My would have loved to have a central place to record her health information instead of writing in notebooks. Moving our health information from conversations, jotted records like my wife’s, EHR’s, or even data that we haven’t shared or documented yet, to a structured, central location, will assist us on our own health and wellness journeys. If stored correctly, the data can fuel artificial intelligence algorithms that will help us find the links between our daily routine and the status of our chronic disease. Was the chocolate my wife ate the day before a trigger for her headaches, or did her hard-gym workouts in hot dry weather bring on the migraine? On a simpler note, routine analysis could help us manage our weight, achieve our fitness goals, and steer away from behaviors that lead to lifestyle diseases such as high cholesterol, hypertension, and diabetes.

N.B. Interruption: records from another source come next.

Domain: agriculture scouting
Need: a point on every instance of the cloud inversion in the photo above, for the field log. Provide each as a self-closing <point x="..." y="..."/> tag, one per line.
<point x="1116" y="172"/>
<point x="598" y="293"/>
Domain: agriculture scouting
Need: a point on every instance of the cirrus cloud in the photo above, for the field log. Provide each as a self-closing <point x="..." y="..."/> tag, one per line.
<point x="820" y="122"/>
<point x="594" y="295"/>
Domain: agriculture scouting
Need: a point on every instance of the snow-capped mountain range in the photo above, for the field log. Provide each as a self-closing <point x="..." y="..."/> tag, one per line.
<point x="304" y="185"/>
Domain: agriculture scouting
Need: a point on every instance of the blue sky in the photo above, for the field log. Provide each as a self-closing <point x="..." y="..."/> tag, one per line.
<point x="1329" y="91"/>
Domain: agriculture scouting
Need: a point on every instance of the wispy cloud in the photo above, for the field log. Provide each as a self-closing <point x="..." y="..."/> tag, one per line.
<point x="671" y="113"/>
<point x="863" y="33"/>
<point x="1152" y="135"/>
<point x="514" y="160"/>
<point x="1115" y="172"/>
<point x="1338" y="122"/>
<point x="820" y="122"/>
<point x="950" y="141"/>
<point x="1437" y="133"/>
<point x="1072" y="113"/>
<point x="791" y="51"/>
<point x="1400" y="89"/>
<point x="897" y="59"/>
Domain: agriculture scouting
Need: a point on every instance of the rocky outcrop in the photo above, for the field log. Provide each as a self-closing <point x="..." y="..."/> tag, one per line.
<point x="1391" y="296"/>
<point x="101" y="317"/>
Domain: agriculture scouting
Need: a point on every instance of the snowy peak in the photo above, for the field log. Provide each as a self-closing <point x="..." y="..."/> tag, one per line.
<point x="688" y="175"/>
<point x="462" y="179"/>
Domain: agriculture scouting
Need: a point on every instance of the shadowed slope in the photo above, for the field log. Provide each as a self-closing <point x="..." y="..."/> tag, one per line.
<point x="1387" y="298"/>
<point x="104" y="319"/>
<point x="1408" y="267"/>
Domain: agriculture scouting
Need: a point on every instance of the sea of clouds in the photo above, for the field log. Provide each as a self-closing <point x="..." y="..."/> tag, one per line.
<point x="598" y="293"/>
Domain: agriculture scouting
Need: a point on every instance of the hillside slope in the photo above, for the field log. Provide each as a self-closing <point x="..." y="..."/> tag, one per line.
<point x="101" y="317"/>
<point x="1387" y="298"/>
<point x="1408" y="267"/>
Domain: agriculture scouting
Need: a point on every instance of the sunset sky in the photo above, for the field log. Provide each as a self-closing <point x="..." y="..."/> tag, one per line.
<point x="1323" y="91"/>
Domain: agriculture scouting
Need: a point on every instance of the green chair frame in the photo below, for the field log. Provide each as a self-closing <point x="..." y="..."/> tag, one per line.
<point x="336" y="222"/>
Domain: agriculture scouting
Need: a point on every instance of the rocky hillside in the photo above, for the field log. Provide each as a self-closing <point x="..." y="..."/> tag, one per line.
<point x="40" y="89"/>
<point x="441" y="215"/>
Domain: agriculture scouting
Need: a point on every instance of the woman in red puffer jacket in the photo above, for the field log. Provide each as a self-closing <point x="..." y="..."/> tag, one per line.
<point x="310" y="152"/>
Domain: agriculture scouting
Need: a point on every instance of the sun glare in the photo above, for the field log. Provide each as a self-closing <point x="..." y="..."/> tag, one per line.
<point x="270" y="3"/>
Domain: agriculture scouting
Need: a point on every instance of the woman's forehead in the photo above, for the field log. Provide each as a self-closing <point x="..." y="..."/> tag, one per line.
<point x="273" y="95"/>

At some point in our lives many of us, or our family members, may suffer from debilitation chronic or acute diseases, such as early onset childhood ailments, cancer, and Crohne’s disease. Genomic data is changing the way we treat children with early onset diseases and diagnose the molecular basis for most cancers. Microbiome data is sequenced in our quest to understand gut ailments, such as Crohne’s IBD, and SIBO. The new problem we are facing today is that in many cases the penetrance of the genomic marker is low. In other words, for some ailments all persons with the exact same pathogenic mutation or modification of their genome do not all come down with the disease. The genomic mutation does not guarantee a person will suffer from the ailment or when in life it might occur. The genomic marker is not 100% penetrant. The reasons for this are many fold and not always understood. The causes of these conditions are often a complex interaction between different aspects of our lives including our genome, microbiome, environment, and our daily habits. Do we drink, smoke, exercise daily or work stressful work hours? The answers are within our grasp. Technology barriers are not the issue. The challenge is collecting deep data over time at scale.
Individuals would then be rewarded through the use of their personal data to help on personal quality of life improvement journeys whether the journeys be about resolving personal conditions or achieving personal goals. The data would first enable precision medicine for all participants while improving our day to day quality of life, our health, and provide the satisfaction of helping others with their own personal health journeys.